Rififi à Fidjerossè

Fidjerossè, c’est le nom du quartier où j’habite avec MonChéri. Il n’y a pas 20 ans, c’était encore la brousse (dixit Éric, le mari de Pélagie). Comme c’est près de la plage, la spéculation immobilière va bon train, d’autant plus que le gouvernement a dans ses cartons un projet de zone hôtelière de luxe, avec route bitumée et tout le toutim. Et comme il y a beaucoup, beaucoup de fric à la clé, on peut croire (et craindre) que, dans ce cas-ci, le gouvernement fera ce qu’il a dit. En tout cas, il ne se passe pas un jour sans qu’on remarque un nouveau chantier qui donnera une autre de ces extravagantes villas plus tape-à-l’oeil les unes que les autres.
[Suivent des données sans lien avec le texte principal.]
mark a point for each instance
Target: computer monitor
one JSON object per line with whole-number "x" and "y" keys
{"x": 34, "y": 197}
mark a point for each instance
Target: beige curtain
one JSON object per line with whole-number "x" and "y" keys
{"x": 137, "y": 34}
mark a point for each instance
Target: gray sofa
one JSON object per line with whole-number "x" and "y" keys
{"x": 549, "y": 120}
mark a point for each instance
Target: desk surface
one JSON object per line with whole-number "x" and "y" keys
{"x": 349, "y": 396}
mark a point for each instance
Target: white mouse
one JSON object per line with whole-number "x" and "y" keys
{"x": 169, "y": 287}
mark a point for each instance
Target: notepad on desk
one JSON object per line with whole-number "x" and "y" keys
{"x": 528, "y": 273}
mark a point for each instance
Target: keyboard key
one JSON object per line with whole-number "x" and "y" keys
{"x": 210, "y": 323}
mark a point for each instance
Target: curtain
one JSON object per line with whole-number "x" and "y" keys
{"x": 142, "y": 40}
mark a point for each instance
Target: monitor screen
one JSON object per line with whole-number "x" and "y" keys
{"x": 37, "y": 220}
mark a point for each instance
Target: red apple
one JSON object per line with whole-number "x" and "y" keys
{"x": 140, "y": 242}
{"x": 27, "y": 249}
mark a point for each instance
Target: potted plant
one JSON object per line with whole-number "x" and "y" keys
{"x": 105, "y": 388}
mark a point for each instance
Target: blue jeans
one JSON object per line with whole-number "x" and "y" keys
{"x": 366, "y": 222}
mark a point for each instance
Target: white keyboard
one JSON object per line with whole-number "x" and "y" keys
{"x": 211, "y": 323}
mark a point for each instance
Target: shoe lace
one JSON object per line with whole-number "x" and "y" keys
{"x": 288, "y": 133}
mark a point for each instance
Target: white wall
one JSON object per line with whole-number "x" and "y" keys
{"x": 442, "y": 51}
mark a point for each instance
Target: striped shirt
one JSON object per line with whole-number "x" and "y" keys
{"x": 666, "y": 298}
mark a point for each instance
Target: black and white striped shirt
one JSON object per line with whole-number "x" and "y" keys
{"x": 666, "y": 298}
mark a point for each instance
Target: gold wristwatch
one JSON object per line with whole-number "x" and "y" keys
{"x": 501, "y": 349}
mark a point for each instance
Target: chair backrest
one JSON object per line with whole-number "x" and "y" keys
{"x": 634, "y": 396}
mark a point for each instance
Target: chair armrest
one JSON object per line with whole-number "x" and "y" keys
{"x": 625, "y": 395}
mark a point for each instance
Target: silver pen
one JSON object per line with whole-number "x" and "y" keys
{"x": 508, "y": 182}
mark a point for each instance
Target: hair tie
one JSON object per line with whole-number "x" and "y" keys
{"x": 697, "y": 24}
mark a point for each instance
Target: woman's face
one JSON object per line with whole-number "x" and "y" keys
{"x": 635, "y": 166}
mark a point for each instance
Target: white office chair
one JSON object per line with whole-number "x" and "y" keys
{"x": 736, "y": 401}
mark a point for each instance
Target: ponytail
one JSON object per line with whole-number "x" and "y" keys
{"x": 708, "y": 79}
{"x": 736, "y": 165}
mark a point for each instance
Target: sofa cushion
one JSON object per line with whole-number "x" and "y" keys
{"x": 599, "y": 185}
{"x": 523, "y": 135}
À côté de ça persistent des parcelles où de toutes petites maisons de ciment à toit de tôle s’adossent à un mur autour d’une cour centrale, avec un puits et des latrines. Chez Pélagie, ils sont 35 à s’entasser là-dedans. Entre les ridicules châteaux des nouveaux riches et les masures des très pauvres, il y a des maisons, disons, plus raisonnables, comme celles de nos voisins d’en face, ou la nôtre (qui sont tout de même d’un luxe inouï pour la plupart des Béninois).

Ma rue n’est pas la plus belle de Cotonou (il faudrait qu’il y ait de belles rues, d’abord!), mais elle est vivante, diverse et divertissante. Tout le monde se connaît, c’est plein d’enfants et de petits ouvriers et de dames qui cuisinent et de chèvres qui trottinent et de poules qui picorent… On aperçoit régulièrement Mémé, ou le colonel, ou le voisin d’en face, en train de prendre l’air devant leur portail, à observer cette vie qui sort de partout.

Il y a quelques semaines, un petit potentat local a décidé de bâtir un mur de ciment pour délimiter ce qui, prétendait-il, était sa propriété, laquelle empiète largement sur la rue. Les gens n’étaient pas contents, mais alors pas du tout. Surtout ceux qui tiennent un petit commerce sur ce terrain, qui se voient maintenant coupés du regard des passants et donc privés d’une clientèle d’autant plus précieuse qu’elle est rare.

Peu après, des types sont venus, accompagnés de gardes armés. Ils ont commencé à arpenter la rue et à installer des marqueurs devant les maisons, à quelques mètres. Il s’est formé un petit attroupement: mais qui sont ces gens? que font-ils? tout le monde y allait de ses hypothèses. Le colonel a fait savoir que le gars qui allait planter quoi que ce soit devant sa porte n’était pas encore né. Le voisin d’en face a dit essentiellement pareil. Mémé a claqué la langue avec dégoût. Les types ont fini par partir après avoir posé trois ou quatre bornes.

L’autre jour, un voyage de sable a atterri devant la maison du colonel. Ici, un tas de sable, ça veut toujours dire que quelqu’un s’apprête à construire. Il est apparu que monsieur le potentat, qui a des relations à la mairie, a acheté une bande de terrain de trois mètres tout le long de la rue. Il entend y construire des échoppes, qu’il louera à de petits commerçants. Si bien que les résidants auraient, pour rentrer chez eux ou en sortir, à franchir un passage ménagé entre deux boutiques. Fini la sieste sous le manguier pour le colonel. Fini la méditation vespérale de Mémé, assise sur un tronc d’arbre à côté de sa porte.

C’était sans compter sur la solidarité et la détermination des gens du quartier! Une petite manifestation spontanée s’est organisée. Les enfants, armés de bassins, se sont mis à disperser le sable, les gendarmes sont venus, même la télé ! Il paraît qu’on a pu voir Mémé en personne, malgré ses 84 ans, chanter et danser avec les autres. J’ai raté l’émission, hélas, mais elle m’a raconté tout ça l’autre matin, toute fière de son coup, en remuant du popotin dans le corridor, les bras en l’air. Cette femme m’émerveille.

Pierre a pris quelques photos de la manif, les voici. On attend la suite, mais un zem m’a dit hier que le mur récemment construit serait cassé, que ce terrain n’appartient pas du tout à monsieur Potentat, qui n’a qu’à bien se tenir.